The CGAC delves into its Collection Funds with two new exhibitions
CGAC (Galician Center for Contemporary Art)
Valle Inclán s/n
15704 Santiago de Compostela
A Coruña (Spain)
Telephone: 981 546619
Fax: 981 546625
CONCEPTUAL ART IN THE CGAC COLLECTION
12 March – 31 May 2009
Curated by: Ellen Blumenstein
When describing the crucial years in the genesis of Minimal and Conceptual Art, the American art critic Lucy Lippard stated that there was a “cult of neutrality” in 1960′s Minimalism, while Conceptual Art, around the same time, was focusing on the clarity of the idea. Taking this as a reference, the exhibition A mancha humana is based on the opposite extreme: the presumption that not only was this supposed purity and neutrality exceeded by the neo-conceptual artists of the eighties and nineties, but that a ‘human stain’ (a reference taken from the title of a book by the novelist Philip Roth) was always a constituent element of Conceptual Art from its very beginnings.
German curator Ellen Blumenstein has delved into the CGAC and Fundación ARCO collections focusing on the common rather than the dividing aspects of the relationship between Conceptual and non-Conceptual Art. The main aim of her curatorial project is to demonstrate that the notion of ‘idea’ is not necessarily opposed to ‘subjectivity’, ‘poetry’ or ‘politics’, but that a productive tension may arise from the relationships established between these diverse elements which run through a work of art.
A mancha humana begins with one of the most important –and recently acquired– works in the collection, the early Conceptual work by Joseph Kosuth, Clear, Square, Glass, Leaning (1965), in which he introduces a dialogue with other artistic positions of the same period in time: Donald Judd, Carl Andre, Sol LeWitt and Joseph Beuys, among others. It also considers a unique group of feminist artists such as Martha Rosler, Ana Mendieta, Helena Almeida or Anna Maria Maiolino; and politically-committed positions, as shown by the eastern European artists Július Koller or Mladen Stilinonovic. Finally, it contrasts these more historical positions with exponents of neo-Conceptualism such as Liam Gillick, Jac Leirner or Iñaki Bonillas.

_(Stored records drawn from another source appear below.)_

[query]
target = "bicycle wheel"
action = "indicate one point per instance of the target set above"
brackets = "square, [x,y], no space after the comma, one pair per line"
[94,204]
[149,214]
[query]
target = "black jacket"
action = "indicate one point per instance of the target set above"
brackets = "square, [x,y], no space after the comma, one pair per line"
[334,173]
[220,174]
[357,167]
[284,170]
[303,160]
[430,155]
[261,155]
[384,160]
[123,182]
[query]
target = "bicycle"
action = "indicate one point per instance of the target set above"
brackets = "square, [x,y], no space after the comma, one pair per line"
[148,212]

A LITTLE HISTORY OF PHOTOGRAPHY
12 March – 3 May
Curated by: Manuel Segade
A Little History of Photography is about revision, collection and photographic practices. With works from the CGAC and from the ARCO and Ordóñez-Falcón collections, held at the centre, the curator Manuel Segade puts forward a personal reflection on contemporary photography through the review of different genres as interpretative frames. Portraits, still lifes, landscape and abstract photographs, drawing from classical Western painting, take on a political value which forces the spectator to resituate his preconceptions as he enjoys being drawn in by the quality and beauty with which the images play.
The portrait is thus transformed from a social document into a political agent of an image which has become a body or which is capable of referring physically to the body of the viewer through taboos such as death or old age. The still life finds itself somewhere between the neo-Baroque tradition and the experiences of everyday life in all its monumental and totemic possibilities. The landscape shows the world built by man, a cloned reality and never reality itself. Lastly, abstract photography emphasises the lack of confidence in the language of photography itself through technical refinement.
The exhibition shows the importance of the photographs contained in the museum’s collection, among which are to be found works by Wolfgang Tillmans, Pierre Gonnord, Tacita Dean, Andres Serrano, Douglas Gordon, Manuel Vilariño or Virxilio Viéitez. Renowned figures in the history of photography in recent decades, works which appeared on the covers of magazines, or were used as posters advertising international art events or which were the subject of well-known essays on contemporary aesthetics, make up a heterogeneous, privileged and versatile collection, the foundation of this Little History of Photography.